NC City Workers

UE local 150, NC Public Service Workers Union has launched an exciting new campaign to organize a statewide movement of city workers. In Greensboro, several hundred workers have expressed interest in joining the union and formed a strong Organizing Committee over the last few months. Workers from cities across the state – including Charlotte, Greenville, Raleigh and Durham – gathered in Greensboro for a Statewide Municipal Summit on November 5. Outreach was done to workers in several other smaller cities such as Winston Salem, Rocky Mount, Wilson and Goldsboro.

At the summit, workers were able to share about conditions and struggles in their various cities and learn from each others campaigns. In every city we organize, we are able to make advances in different areas, for instance:

  • Charlotte -historic new pay scale that recognizes years of service
  • Greensboro – workers won 6 weeks paid leave for mothers, fathers and same sex couples for new children in their family
  • Raleigh – city workers are covered by Civil Service Protections so have more rights to their and jobs makes harder to be fired
  • Durham – won wage increases by uniting with community struggles against too much funding for police, including $81 million for new HQ

Building the statewide movement of city workers helps us to share these lessons and bring victories/standards from one city to ALL cities! UE150 see the fights as both with City Hall, but also the State Government!

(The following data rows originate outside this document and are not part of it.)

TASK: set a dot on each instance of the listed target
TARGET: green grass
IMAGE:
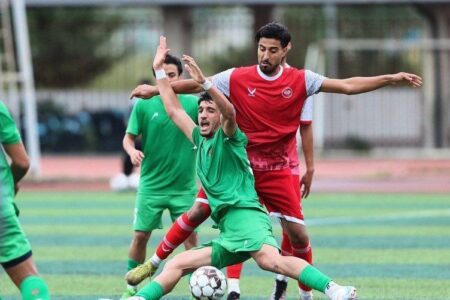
(391, 246)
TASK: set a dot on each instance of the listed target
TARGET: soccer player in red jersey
(269, 100)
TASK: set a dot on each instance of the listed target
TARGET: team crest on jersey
(251, 92)
(287, 93)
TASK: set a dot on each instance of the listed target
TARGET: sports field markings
(364, 219)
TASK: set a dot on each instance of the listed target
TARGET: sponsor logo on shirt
(287, 93)
(251, 92)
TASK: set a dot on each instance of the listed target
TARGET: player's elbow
(22, 163)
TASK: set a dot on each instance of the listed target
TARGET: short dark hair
(172, 60)
(204, 97)
(274, 30)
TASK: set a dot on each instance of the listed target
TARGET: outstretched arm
(358, 85)
(186, 86)
(306, 133)
(129, 145)
(170, 100)
(225, 107)
(20, 162)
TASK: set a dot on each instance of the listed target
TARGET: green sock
(313, 278)
(132, 264)
(152, 291)
(34, 287)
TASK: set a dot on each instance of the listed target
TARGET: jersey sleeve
(9, 134)
(222, 81)
(306, 116)
(313, 82)
(196, 137)
(238, 138)
(133, 126)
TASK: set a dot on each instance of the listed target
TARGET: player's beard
(268, 68)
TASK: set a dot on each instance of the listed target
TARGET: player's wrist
(160, 73)
(207, 84)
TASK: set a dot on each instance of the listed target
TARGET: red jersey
(268, 110)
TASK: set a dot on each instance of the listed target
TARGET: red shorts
(279, 192)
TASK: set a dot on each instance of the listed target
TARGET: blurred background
(378, 214)
(86, 56)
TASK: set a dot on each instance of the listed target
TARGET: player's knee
(141, 238)
(197, 213)
(268, 263)
(299, 237)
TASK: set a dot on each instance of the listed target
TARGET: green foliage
(69, 44)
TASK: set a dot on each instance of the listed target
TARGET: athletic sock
(132, 264)
(304, 253)
(281, 277)
(313, 278)
(152, 291)
(33, 288)
(181, 229)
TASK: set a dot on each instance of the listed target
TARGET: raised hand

This past September marked the 10 year anniversary of the Raleigh Sanitation workers strike that rocked the state, resulting in not only the Mayor Charles Meeker riding on the back of a solid waste truck, but also recognition of the union payroll deduction, meet-n-confer system with Mayor, hiring all temporary workers as permanent and a back-pay settlement for stolen wages. Many of the lessons of this strike continue to be used in our current organizing campaigns, including how to build mass community support to advance the fight for collective bargaining for all public workers and building workers power.

Meanwhile, the Charlotte chapter continues to grow as workers in the light rail “LYNX” department have joined the union in large numbers, showing the expanding base of power for our union in the city.

In Greensboro, city workers have been meeting with Mayor Pro-Tempore Yvonne Johnson about several of their main concerns, including lunch breaks for solid waste workers while working their 10-hour shifts, and enforcing a city council resolution passed last year to bring workers up to at least $10 per hour (went into effect Sept. 2015 but no action yet) and to $15 per hour by 2020. But unless workers have a union to enforce changes, any city policy or resolution is worthless as toilet paper.

Workers across the state, even without collective bargaining are continuing to organize for basic standards – a Municipal Workers Bill of Rights.